Hal ini karena ada dua alasan:
Pertama, jumlah wanita sama banyak dengan jumlah laki-laki, bahkan bisa lebih banyak dari laki-laki sebagaimana pernah disebutkan dalam hadits Rasulullah SAW. Akan tetapi, perbandingan ini terkadang berubah-ubah setiap waktunya atau berbeda-beda antara tempat yang satu dengan yang lain. Kadangkala di suatu negara wanitanya lebih banyak dibanding laki-laki, namun di negara lain sebaliknya, laki-lakinya yang lebih banyak.
Kedua, pertumbuhan generasi muda pada awalnya pasti beranjak dari pangkuan seorang ibu (wanita).
Dengan demikian, maka tampak jelas bagaimana pentingnya peran yang harus diemban oleh para wanita dalam memperbaiki masyarakat.
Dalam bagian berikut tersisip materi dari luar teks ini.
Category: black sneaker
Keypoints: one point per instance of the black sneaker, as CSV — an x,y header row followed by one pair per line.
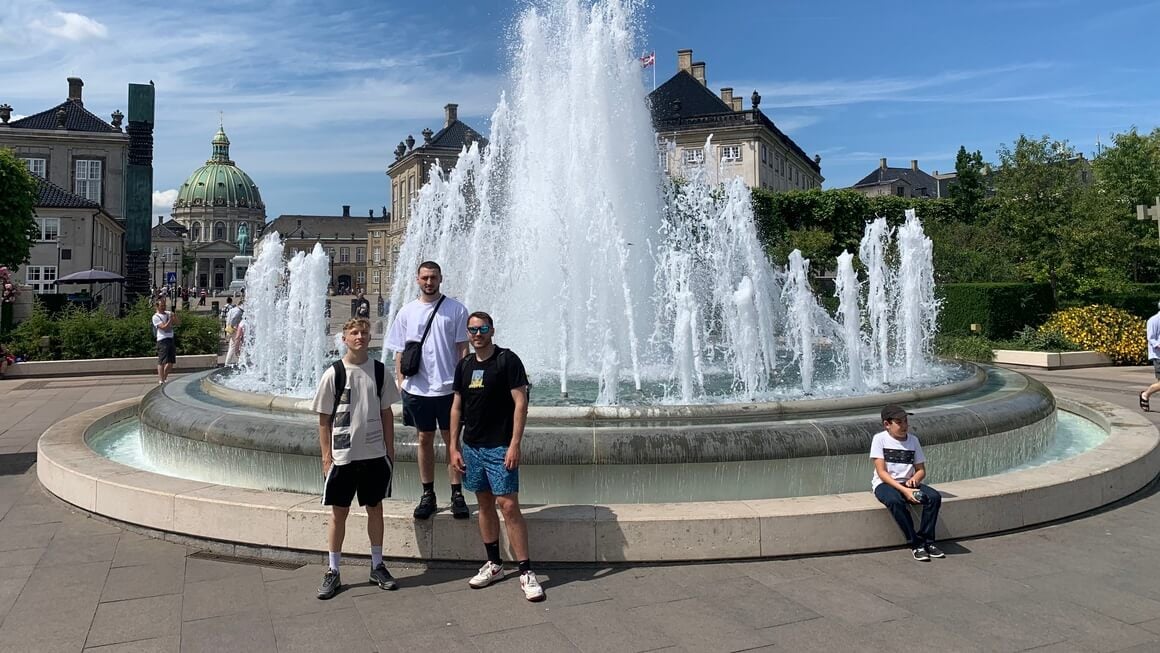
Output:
x,y
426,507
331,583
459,507
383,578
Hendaknya seorang wanita giat di dalam meningkatkan taraf keilmuan kaumnya. Hal itu dapat dilakukan di tengah-tengah masyarakat, baik sekolah, universitas ataupun jenjang yang lebih tinggi lagi. Tak hanya itu saja, mempelajari ajaran agama juga sangat penting. Apalagi dasar negera Indonesia adalah Pancasila, yang pertama bicara akan Ketuhanan. Bicara tentang agama. Serta Wanita juga harus mampu mengembangkan keterampilannya. Karena pendidikan tanpa keterampilan pun akan terasa sia-sia. Ibarat ilmu tanpa amal, dan sebaik-baik manusia adalah manusia yang bermanfaat.
Semoga Mencerdaskan dan Mencerahkan!
Oleh: Ima Nirwana (FIS 2011)
Catatan:
Tulisan ini disampaikan pada Kajian Rutin Forum Perempuan Red Soldier Tim Aksi Fakultas Ilmu Sosial Universitas Negeri Jakarta. Kamis, 21 April 2016.